Ketua DPH LAMR Provinsi Riau, Datuk Seri H Taufik Ikram Jamil, menyatakan bahwa kegiatan ini mencerminkan kerinduan pengurus LAMR Provinsi Riau untuk menjalin komunikasi lebih erat dengan LAMR di tingkat kabupaten/kota dan masyarakat adat di Provinsi Riau.
Taufik Ikram berharap bahwa melalui pertemuan ini, solusi konkret dapat ditemukan untuk menanggulangi berbagai permasalahan adat yang terjadi di Riau.
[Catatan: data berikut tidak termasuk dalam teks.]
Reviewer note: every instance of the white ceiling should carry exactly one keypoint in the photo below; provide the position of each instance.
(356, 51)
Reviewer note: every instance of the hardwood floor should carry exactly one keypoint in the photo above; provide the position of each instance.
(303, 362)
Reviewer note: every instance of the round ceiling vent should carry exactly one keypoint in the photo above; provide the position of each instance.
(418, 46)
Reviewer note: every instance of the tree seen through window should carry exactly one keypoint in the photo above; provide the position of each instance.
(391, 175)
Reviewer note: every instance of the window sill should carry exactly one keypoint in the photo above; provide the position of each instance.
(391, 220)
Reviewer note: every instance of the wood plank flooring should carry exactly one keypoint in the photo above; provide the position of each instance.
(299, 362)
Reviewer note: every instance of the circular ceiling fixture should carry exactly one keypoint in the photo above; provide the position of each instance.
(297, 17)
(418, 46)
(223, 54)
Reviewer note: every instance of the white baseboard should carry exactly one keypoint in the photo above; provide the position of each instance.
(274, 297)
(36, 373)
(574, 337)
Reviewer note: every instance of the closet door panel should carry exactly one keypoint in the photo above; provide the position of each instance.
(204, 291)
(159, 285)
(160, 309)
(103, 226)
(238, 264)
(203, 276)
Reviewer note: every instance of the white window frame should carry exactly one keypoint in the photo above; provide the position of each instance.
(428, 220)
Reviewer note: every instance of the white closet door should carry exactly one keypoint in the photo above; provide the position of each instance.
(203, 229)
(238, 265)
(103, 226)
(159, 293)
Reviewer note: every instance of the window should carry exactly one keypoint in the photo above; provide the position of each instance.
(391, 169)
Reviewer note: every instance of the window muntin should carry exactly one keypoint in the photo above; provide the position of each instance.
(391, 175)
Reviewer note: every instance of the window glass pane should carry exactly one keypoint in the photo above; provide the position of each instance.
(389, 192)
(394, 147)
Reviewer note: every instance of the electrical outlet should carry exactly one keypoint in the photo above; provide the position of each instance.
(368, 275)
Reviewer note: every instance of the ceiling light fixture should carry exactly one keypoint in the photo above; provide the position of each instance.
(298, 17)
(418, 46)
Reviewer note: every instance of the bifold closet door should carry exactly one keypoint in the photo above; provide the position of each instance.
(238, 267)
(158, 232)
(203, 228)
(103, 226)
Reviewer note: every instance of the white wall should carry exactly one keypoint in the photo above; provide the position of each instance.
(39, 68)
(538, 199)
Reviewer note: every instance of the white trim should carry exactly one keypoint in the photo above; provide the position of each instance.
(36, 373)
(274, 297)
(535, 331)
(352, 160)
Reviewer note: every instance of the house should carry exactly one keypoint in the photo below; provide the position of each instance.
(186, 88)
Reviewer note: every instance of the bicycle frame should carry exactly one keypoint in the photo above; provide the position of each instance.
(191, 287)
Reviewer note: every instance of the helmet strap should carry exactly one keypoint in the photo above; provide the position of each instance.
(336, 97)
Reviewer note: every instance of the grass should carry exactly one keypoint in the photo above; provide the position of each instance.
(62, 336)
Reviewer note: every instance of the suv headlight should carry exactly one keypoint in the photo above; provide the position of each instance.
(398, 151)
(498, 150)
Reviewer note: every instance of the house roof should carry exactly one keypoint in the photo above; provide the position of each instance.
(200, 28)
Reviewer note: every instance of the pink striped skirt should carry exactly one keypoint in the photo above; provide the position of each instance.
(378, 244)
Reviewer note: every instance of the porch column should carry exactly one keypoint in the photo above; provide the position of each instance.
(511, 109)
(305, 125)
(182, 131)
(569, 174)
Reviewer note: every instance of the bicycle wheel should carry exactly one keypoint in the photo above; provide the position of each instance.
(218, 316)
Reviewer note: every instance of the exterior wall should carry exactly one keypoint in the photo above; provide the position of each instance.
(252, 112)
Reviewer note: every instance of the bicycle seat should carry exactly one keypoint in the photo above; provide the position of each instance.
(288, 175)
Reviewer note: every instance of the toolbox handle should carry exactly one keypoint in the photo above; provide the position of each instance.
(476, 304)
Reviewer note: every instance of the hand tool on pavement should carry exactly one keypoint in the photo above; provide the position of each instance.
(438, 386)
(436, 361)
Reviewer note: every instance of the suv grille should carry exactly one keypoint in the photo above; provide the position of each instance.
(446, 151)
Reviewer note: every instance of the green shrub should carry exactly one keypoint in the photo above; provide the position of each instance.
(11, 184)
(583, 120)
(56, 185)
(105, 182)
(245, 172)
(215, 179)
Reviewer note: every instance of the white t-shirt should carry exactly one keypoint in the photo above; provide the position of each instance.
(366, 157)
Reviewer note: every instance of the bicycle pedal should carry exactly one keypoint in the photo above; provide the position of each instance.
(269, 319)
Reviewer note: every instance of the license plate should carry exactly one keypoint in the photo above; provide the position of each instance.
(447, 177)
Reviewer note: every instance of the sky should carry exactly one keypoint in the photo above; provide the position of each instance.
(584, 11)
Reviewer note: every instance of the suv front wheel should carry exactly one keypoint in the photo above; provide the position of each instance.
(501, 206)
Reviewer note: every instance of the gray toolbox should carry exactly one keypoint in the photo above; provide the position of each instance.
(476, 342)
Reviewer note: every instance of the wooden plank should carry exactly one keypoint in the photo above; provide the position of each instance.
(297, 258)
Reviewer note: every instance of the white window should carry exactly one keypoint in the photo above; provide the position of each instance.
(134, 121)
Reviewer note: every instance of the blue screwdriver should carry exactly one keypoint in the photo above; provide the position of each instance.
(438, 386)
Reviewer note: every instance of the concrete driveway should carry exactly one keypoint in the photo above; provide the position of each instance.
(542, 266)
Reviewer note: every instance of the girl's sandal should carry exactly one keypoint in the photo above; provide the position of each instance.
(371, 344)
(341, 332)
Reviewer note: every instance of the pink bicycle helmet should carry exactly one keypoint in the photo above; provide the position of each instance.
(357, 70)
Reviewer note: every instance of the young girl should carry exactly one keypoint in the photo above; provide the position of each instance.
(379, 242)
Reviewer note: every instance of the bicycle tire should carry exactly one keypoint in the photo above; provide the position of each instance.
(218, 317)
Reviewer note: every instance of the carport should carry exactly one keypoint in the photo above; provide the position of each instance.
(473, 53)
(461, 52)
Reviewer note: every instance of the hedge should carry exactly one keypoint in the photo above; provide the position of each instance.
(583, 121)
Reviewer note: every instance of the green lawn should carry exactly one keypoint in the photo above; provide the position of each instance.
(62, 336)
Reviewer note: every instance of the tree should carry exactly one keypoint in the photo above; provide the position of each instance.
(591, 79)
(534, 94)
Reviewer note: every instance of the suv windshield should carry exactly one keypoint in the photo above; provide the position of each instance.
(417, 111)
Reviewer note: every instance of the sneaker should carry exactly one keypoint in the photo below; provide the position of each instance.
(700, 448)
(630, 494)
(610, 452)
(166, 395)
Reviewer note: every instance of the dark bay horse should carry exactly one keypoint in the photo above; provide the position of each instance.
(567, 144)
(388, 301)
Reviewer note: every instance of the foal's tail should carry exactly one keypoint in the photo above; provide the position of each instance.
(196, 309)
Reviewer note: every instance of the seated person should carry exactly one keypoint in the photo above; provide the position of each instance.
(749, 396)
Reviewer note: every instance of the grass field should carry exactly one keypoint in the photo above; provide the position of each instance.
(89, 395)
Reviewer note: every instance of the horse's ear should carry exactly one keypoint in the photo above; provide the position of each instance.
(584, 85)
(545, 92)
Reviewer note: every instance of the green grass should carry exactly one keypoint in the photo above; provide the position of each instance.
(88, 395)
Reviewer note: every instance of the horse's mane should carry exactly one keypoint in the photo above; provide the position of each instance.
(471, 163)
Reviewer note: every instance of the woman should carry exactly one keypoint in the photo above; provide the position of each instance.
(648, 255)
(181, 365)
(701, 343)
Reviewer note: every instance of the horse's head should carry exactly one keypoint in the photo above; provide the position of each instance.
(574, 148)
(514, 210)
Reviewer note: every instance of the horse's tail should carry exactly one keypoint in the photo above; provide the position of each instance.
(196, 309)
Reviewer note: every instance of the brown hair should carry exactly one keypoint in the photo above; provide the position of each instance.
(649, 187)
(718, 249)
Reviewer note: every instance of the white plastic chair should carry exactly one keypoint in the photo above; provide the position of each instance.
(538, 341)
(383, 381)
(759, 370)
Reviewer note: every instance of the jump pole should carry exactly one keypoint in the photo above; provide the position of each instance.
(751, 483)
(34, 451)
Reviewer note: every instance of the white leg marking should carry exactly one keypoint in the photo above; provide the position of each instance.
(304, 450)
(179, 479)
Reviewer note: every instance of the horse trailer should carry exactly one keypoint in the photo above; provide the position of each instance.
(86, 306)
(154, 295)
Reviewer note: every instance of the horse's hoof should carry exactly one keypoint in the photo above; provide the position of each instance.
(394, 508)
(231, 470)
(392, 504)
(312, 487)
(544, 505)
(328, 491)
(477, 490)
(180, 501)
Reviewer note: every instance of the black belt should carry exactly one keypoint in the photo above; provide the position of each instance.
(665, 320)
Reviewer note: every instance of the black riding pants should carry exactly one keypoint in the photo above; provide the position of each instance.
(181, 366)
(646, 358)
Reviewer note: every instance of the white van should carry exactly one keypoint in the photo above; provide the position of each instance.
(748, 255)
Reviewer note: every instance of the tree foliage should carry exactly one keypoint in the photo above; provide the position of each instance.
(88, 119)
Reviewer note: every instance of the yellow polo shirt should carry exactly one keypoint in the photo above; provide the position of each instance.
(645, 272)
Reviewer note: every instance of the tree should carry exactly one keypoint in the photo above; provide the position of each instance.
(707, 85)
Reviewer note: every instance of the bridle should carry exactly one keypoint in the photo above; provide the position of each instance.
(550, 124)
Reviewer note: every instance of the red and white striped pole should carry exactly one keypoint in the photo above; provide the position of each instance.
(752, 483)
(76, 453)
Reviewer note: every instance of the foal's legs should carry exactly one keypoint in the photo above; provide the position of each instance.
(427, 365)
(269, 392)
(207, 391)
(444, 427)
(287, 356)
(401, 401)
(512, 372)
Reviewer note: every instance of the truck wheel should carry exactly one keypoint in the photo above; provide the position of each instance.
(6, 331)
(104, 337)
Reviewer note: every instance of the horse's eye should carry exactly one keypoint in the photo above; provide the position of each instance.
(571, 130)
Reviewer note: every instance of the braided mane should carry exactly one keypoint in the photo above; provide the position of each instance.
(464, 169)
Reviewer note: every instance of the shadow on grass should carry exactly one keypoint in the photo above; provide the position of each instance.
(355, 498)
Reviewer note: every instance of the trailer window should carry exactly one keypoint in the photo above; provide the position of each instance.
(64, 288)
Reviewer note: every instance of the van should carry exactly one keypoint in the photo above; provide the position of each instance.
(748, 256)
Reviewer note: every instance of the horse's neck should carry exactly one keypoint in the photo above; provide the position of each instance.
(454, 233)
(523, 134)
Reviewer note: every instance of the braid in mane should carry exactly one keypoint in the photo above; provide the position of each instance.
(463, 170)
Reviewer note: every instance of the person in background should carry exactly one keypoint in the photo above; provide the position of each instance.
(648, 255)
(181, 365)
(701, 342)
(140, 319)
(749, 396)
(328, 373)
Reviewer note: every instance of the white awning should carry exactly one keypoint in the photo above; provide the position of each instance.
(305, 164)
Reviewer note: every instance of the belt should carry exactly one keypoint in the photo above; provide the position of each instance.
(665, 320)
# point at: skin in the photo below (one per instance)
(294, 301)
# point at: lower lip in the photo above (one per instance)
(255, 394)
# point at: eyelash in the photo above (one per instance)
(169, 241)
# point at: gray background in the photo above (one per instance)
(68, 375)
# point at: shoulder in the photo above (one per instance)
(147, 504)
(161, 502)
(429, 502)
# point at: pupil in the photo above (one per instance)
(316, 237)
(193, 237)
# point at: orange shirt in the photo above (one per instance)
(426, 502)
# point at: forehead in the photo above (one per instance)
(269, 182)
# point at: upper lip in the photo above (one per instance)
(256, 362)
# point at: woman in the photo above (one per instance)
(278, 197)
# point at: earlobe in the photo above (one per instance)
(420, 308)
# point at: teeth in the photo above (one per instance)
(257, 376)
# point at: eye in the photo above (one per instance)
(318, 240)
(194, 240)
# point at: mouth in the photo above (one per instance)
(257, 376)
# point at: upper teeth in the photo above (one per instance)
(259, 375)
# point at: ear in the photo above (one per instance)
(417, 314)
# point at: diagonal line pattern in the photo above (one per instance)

Sementara itu, Wakil Ketua Komisi V DPRD Riau, Dr Hj Karmila Sari MM, menyoroti masalah konflik lahan yang merajalela di Riau.
Melalui pertemuan ini, ia berharap masalah-masalah terkait lahan dapat diselesaikan secara baik, dengan memastikan bahwa aspirasi masyarakat selalu diawasi dan diwakili oleh pihak berwenang.
Masrul Kasmy, Asisten I Setdaprov Riau, mengungkapkan bahwa pemerintah provinsi Riau telah membentuk tim khusus untuk menangani perselisihan tanah adat.
Ia mencatat bahwa Riau memiliki tingkat konflik pertanahan tertinggi di Indonesia, dengan lebih dari 80 kasus yang melibatkan perusahaan dan masyarakat.
"Bahwa penyelesaian konflik lahan menjadi tugas berat pemerintah, dan langkah konkret telah diambil, termasuk pembentukan Tim Terpadu Percepatan Penyelesaian Konflik Tanah Adat/Ulayat di Provinsi Riau," katanya.
Salah satu kasus besar yang menarik perhatian adalah konflik lahan di Kerinci Kanan, Kabupaten Bengkalis, antara PT Meridan Sejati Surya Plantation (MSSP) dan masyarakat setempat.
Masalah ini menjadi fokus dalam rapat tindak lanjut permasalahan pertanahan di Provinsi Riau.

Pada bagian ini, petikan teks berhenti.